So I said I was going to talk about video games. And here we go! One of the engines I’ve followed for some time now has been the Torque Game Engine (TGE) by GarageGames. The TGE has been retired for some time, but other engines in the family have recently gained some major overhauls. Most importantly, the Torque 2D and Torque 3D game engines have both gone open source through the MIT license! To see the GitHub repositories for these engines, check here.
This means the software itself is now free, with users capable of making changes to the source code on its own. If those changes are important and ground breaking, requests can be made for them to be merged back into the original project for others to use. For more information on the MIT license, see here.

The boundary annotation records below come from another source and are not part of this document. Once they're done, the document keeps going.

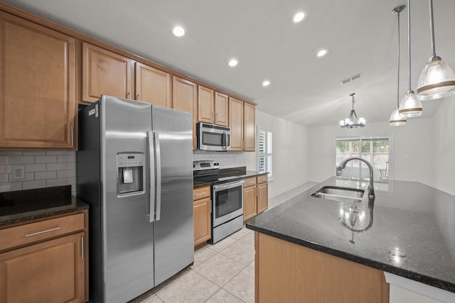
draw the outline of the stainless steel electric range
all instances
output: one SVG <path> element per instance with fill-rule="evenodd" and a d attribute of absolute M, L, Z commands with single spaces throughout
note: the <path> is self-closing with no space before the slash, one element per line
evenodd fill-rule
<path fill-rule="evenodd" d="M 211 184 L 212 244 L 243 227 L 243 179 L 220 176 L 219 169 L 217 161 L 193 162 L 193 180 Z"/>

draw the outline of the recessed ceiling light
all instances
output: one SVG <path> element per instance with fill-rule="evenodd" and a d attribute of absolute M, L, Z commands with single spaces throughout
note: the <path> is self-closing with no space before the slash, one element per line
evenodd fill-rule
<path fill-rule="evenodd" d="M 237 61 L 235 59 L 231 59 L 230 60 L 229 60 L 229 66 L 235 66 L 237 63 L 238 61 Z"/>
<path fill-rule="evenodd" d="M 185 30 L 181 26 L 176 26 L 172 30 L 172 33 L 176 35 L 177 37 L 181 37 L 185 35 Z"/>
<path fill-rule="evenodd" d="M 294 23 L 298 23 L 299 22 L 304 20 L 304 18 L 305 18 L 305 13 L 304 13 L 303 11 L 299 11 L 299 13 L 294 15 L 292 21 L 294 21 Z"/>
<path fill-rule="evenodd" d="M 318 53 L 316 54 L 316 57 L 323 57 L 326 55 L 327 55 L 327 53 L 328 53 L 328 50 L 326 48 L 324 48 L 323 50 L 321 50 L 318 52 Z"/>

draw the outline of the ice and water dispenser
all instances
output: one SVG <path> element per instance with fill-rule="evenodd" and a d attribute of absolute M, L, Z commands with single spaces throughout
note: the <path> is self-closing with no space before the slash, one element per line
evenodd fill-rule
<path fill-rule="evenodd" d="M 144 154 L 117 153 L 117 194 L 119 196 L 144 191 Z"/>

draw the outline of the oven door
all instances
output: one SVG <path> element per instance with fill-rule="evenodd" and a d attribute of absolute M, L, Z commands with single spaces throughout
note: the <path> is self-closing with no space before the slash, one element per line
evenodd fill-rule
<path fill-rule="evenodd" d="M 243 216 L 243 180 L 213 186 L 212 227 Z"/>

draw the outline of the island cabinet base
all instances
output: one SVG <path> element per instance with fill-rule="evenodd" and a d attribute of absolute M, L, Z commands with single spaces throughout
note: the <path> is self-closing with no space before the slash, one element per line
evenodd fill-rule
<path fill-rule="evenodd" d="M 255 233 L 256 303 L 388 303 L 384 272 Z"/>

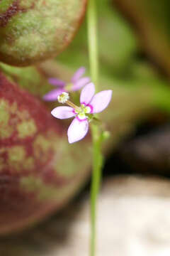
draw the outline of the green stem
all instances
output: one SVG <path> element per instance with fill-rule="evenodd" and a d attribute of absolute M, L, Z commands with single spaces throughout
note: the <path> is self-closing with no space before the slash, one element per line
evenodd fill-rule
<path fill-rule="evenodd" d="M 98 55 L 97 35 L 96 0 L 89 0 L 87 9 L 88 41 L 89 62 L 92 81 L 96 91 L 98 90 Z M 103 156 L 101 154 L 102 134 L 98 126 L 91 124 L 93 141 L 93 172 L 91 187 L 91 256 L 96 255 L 96 202 L 101 183 Z"/>

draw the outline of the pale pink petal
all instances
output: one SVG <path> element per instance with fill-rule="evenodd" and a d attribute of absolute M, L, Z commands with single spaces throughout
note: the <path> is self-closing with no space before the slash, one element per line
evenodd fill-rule
<path fill-rule="evenodd" d="M 57 78 L 49 78 L 48 82 L 50 84 L 55 85 L 55 86 L 61 86 L 63 87 L 65 85 L 65 82 L 60 79 Z"/>
<path fill-rule="evenodd" d="M 79 121 L 76 118 L 74 118 L 67 132 L 69 143 L 76 142 L 82 139 L 86 135 L 88 130 L 89 122 L 87 119 Z"/>
<path fill-rule="evenodd" d="M 89 103 L 89 105 L 93 107 L 92 112 L 98 113 L 104 110 L 104 109 L 106 109 L 110 103 L 111 97 L 111 90 L 101 91 L 96 94 Z"/>
<path fill-rule="evenodd" d="M 70 107 L 57 107 L 51 112 L 52 115 L 59 119 L 67 119 L 74 117 L 74 110 Z"/>
<path fill-rule="evenodd" d="M 84 74 L 86 68 L 84 67 L 81 67 L 80 68 L 79 68 L 73 75 L 72 82 L 76 82 Z"/>
<path fill-rule="evenodd" d="M 80 95 L 80 103 L 89 104 L 92 99 L 95 92 L 95 87 L 93 82 L 90 82 L 84 87 L 81 92 Z"/>
<path fill-rule="evenodd" d="M 65 92 L 63 89 L 55 89 L 43 96 L 43 100 L 46 101 L 53 101 L 57 100 L 57 97 Z"/>
<path fill-rule="evenodd" d="M 81 89 L 82 87 L 84 87 L 84 85 L 86 85 L 86 84 L 88 84 L 88 82 L 89 82 L 90 80 L 91 80 L 90 78 L 88 78 L 88 77 L 80 78 L 76 82 L 74 82 L 74 84 L 73 85 L 73 86 L 72 87 L 72 90 L 73 91 L 78 90 Z"/>

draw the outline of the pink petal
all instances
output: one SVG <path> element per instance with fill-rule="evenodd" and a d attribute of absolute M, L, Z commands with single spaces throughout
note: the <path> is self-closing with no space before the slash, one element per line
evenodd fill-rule
<path fill-rule="evenodd" d="M 50 92 L 47 93 L 43 96 L 43 100 L 46 101 L 56 100 L 57 100 L 57 97 L 63 92 L 65 92 L 65 90 L 63 89 L 52 90 Z"/>
<path fill-rule="evenodd" d="M 86 135 L 88 130 L 89 122 L 87 119 L 79 121 L 76 118 L 74 118 L 67 132 L 69 143 L 76 142 L 82 139 Z"/>
<path fill-rule="evenodd" d="M 84 86 L 80 95 L 80 103 L 89 104 L 95 92 L 95 87 L 93 82 Z"/>
<path fill-rule="evenodd" d="M 80 68 L 79 68 L 73 75 L 72 82 L 76 82 L 84 74 L 86 68 L 84 67 L 81 67 Z"/>
<path fill-rule="evenodd" d="M 70 107 L 57 107 L 51 112 L 52 115 L 59 119 L 67 119 L 74 117 L 73 108 Z"/>
<path fill-rule="evenodd" d="M 90 78 L 88 77 L 79 79 L 76 82 L 74 82 L 74 85 L 72 86 L 72 90 L 76 91 L 79 90 L 83 86 L 86 85 L 88 82 L 89 82 L 90 80 Z"/>
<path fill-rule="evenodd" d="M 55 86 L 61 86 L 63 87 L 65 85 L 65 82 L 60 79 L 57 78 L 49 78 L 48 82 L 50 84 L 55 85 Z"/>
<path fill-rule="evenodd" d="M 96 94 L 90 102 L 90 105 L 93 107 L 93 113 L 98 113 L 104 110 L 110 103 L 111 97 L 111 90 L 101 91 Z"/>

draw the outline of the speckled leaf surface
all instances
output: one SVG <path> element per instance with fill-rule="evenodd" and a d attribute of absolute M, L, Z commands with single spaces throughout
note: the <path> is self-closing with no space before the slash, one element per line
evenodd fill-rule
<path fill-rule="evenodd" d="M 55 56 L 80 25 L 86 0 L 0 1 L 0 60 L 28 65 Z"/>
<path fill-rule="evenodd" d="M 91 150 L 88 139 L 69 145 L 42 103 L 1 73 L 0 127 L 1 234 L 61 208 L 86 180 Z"/>

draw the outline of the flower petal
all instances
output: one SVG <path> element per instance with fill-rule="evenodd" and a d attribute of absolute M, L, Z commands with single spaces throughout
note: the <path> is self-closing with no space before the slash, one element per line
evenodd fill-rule
<path fill-rule="evenodd" d="M 52 90 L 50 92 L 47 93 L 43 96 L 43 100 L 46 101 L 56 100 L 57 100 L 57 97 L 63 92 L 65 92 L 65 90 L 63 89 Z"/>
<path fill-rule="evenodd" d="M 65 82 L 60 79 L 57 78 L 49 78 L 48 82 L 50 84 L 55 85 L 55 86 L 61 86 L 63 87 L 65 85 Z"/>
<path fill-rule="evenodd" d="M 85 77 L 79 79 L 76 82 L 74 83 L 72 86 L 72 90 L 76 91 L 81 88 L 83 86 L 86 85 L 91 80 L 90 78 Z"/>
<path fill-rule="evenodd" d="M 93 113 L 98 113 L 106 107 L 111 100 L 112 90 L 108 90 L 101 91 L 96 94 L 90 102 L 90 105 L 93 107 Z"/>
<path fill-rule="evenodd" d="M 95 92 L 95 87 L 93 82 L 84 86 L 80 95 L 80 103 L 89 104 Z"/>
<path fill-rule="evenodd" d="M 82 75 L 85 73 L 86 68 L 84 67 L 81 67 L 79 68 L 73 75 L 72 78 L 72 82 L 76 82 Z"/>
<path fill-rule="evenodd" d="M 51 112 L 52 115 L 59 119 L 67 119 L 74 117 L 73 108 L 70 107 L 57 107 Z"/>
<path fill-rule="evenodd" d="M 69 143 L 76 142 L 82 139 L 86 135 L 88 130 L 89 122 L 87 119 L 79 121 L 77 118 L 74 118 L 67 132 Z"/>

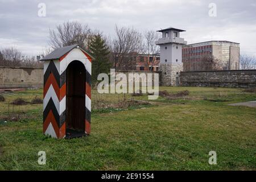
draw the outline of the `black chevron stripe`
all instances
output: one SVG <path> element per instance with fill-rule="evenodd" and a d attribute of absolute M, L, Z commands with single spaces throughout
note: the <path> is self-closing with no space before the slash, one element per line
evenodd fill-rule
<path fill-rule="evenodd" d="M 44 85 L 46 84 L 46 81 L 47 81 L 48 78 L 49 77 L 51 73 L 53 74 L 54 77 L 55 77 L 56 80 L 58 84 L 59 87 L 61 88 L 64 84 L 66 82 L 66 71 L 64 71 L 63 73 L 61 75 L 59 74 L 58 70 L 56 68 L 55 64 L 53 63 L 53 61 L 50 61 L 49 65 L 46 69 L 46 72 L 44 75 Z"/>
<path fill-rule="evenodd" d="M 61 114 L 60 114 L 60 115 L 59 115 L 59 113 L 56 109 L 53 101 L 51 98 L 49 100 L 49 102 L 47 103 L 47 105 L 46 106 L 46 109 L 43 111 L 44 122 L 46 121 L 46 119 L 47 117 L 47 115 L 49 114 L 50 110 L 52 110 L 52 113 L 54 115 L 54 118 L 55 118 L 55 120 L 58 125 L 59 128 L 60 128 L 66 120 L 66 110 L 65 110 L 63 113 L 61 113 Z"/>

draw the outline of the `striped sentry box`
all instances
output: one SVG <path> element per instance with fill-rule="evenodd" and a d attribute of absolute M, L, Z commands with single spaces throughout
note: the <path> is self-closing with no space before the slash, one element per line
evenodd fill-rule
<path fill-rule="evenodd" d="M 75 128 L 72 128 L 71 131 L 75 131 L 79 128 L 79 132 L 82 130 L 85 134 L 90 134 L 92 59 L 93 57 L 88 52 L 77 45 L 74 45 L 57 49 L 41 60 L 44 61 L 43 133 L 45 135 L 55 138 L 65 138 L 68 126 L 72 125 L 72 119 L 76 120 L 75 122 L 77 123 L 76 125 L 79 126 L 73 127 Z M 77 78 L 73 78 L 75 80 L 74 80 L 74 82 L 76 82 L 77 85 L 81 84 L 82 86 L 82 87 L 80 86 L 80 89 L 84 88 L 82 93 L 84 94 L 84 97 L 80 97 L 79 100 L 75 97 L 68 97 L 67 96 L 69 87 L 70 90 L 74 89 L 72 87 L 74 86 L 75 84 L 72 83 L 72 81 L 67 81 L 67 77 L 68 77 L 67 68 L 71 65 L 76 66 L 74 68 L 77 68 L 76 69 L 73 69 L 72 75 L 77 75 L 79 73 L 77 72 L 80 72 L 80 74 L 84 72 L 84 74 L 81 75 L 83 77 L 82 79 L 79 77 L 80 76 L 79 75 Z M 81 81 L 82 82 L 77 82 L 78 80 L 82 80 Z M 75 91 L 73 92 L 75 92 Z M 75 96 L 75 94 L 73 95 Z M 76 103 L 75 102 L 81 104 L 81 98 L 84 100 L 84 101 L 82 101 L 82 102 L 85 103 L 77 105 L 71 105 L 72 107 L 72 107 L 73 113 L 68 113 L 66 108 L 67 105 L 68 107 L 68 101 L 74 102 L 75 104 Z M 73 100 L 73 101 L 72 100 Z M 75 107 L 83 104 L 84 108 Z M 78 114 L 84 113 L 85 115 L 77 117 L 74 114 L 77 113 L 75 112 L 76 109 L 82 110 L 82 112 Z M 67 125 L 68 118 L 70 120 L 68 121 L 68 126 Z M 82 119 L 83 121 L 81 121 Z M 75 124 L 73 125 L 75 126 Z"/>

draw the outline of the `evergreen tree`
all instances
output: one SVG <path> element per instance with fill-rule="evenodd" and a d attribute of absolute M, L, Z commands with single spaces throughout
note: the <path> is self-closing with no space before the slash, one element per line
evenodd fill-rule
<path fill-rule="evenodd" d="M 109 48 L 105 40 L 100 34 L 94 36 L 89 45 L 89 50 L 95 59 L 92 64 L 92 84 L 93 86 L 97 82 L 98 74 L 108 73 L 111 68 L 109 60 Z"/>
<path fill-rule="evenodd" d="M 0 61 L 1 60 L 3 60 L 3 55 L 2 54 L 1 51 L 0 51 Z"/>

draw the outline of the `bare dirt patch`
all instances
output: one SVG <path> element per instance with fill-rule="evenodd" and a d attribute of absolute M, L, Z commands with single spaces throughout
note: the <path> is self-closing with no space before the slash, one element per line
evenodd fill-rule
<path fill-rule="evenodd" d="M 247 92 L 247 93 L 256 93 L 256 89 L 245 89 L 243 90 L 244 92 Z"/>
<path fill-rule="evenodd" d="M 23 100 L 22 98 L 18 98 L 14 100 L 13 102 L 11 102 L 11 104 L 15 105 L 27 105 L 29 102 L 26 101 L 24 100 Z"/>
<path fill-rule="evenodd" d="M 32 100 L 31 103 L 32 104 L 43 104 L 43 100 L 36 96 Z"/>
<path fill-rule="evenodd" d="M 5 102 L 5 97 L 3 97 L 2 95 L 0 95 L 0 102 Z"/>

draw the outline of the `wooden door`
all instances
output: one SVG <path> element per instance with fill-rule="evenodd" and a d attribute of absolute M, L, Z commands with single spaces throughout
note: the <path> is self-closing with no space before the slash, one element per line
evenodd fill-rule
<path fill-rule="evenodd" d="M 79 61 L 73 61 L 67 68 L 66 127 L 85 131 L 85 68 Z"/>

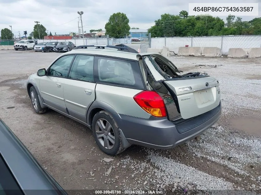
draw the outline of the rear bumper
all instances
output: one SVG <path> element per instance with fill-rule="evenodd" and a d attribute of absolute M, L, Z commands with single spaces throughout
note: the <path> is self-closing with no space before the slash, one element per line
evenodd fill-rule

Meanwhile, Torque 2D has been rebuilt from the ground up and now features an implementation of Box2D. (Those unfamiliar with the programming and game design world may be more aware of Box2D than they think – this is the underlying physics system that drives games such as Angry Birds.)
(The following video is the Torque 2D physics demo – this is just a collection of little ‘toys’ designed to show case different physics attributes of Box2D, and not an actual game of itself.)
Additionally, a group has launched a Kickstarter campaign to port the Torque 2d engine to Android 2.3 and later – given that the engine already functions on Windows, OS X, and iOS, this is something that has been a long-time coming, and will only expand the places Torque games can be had.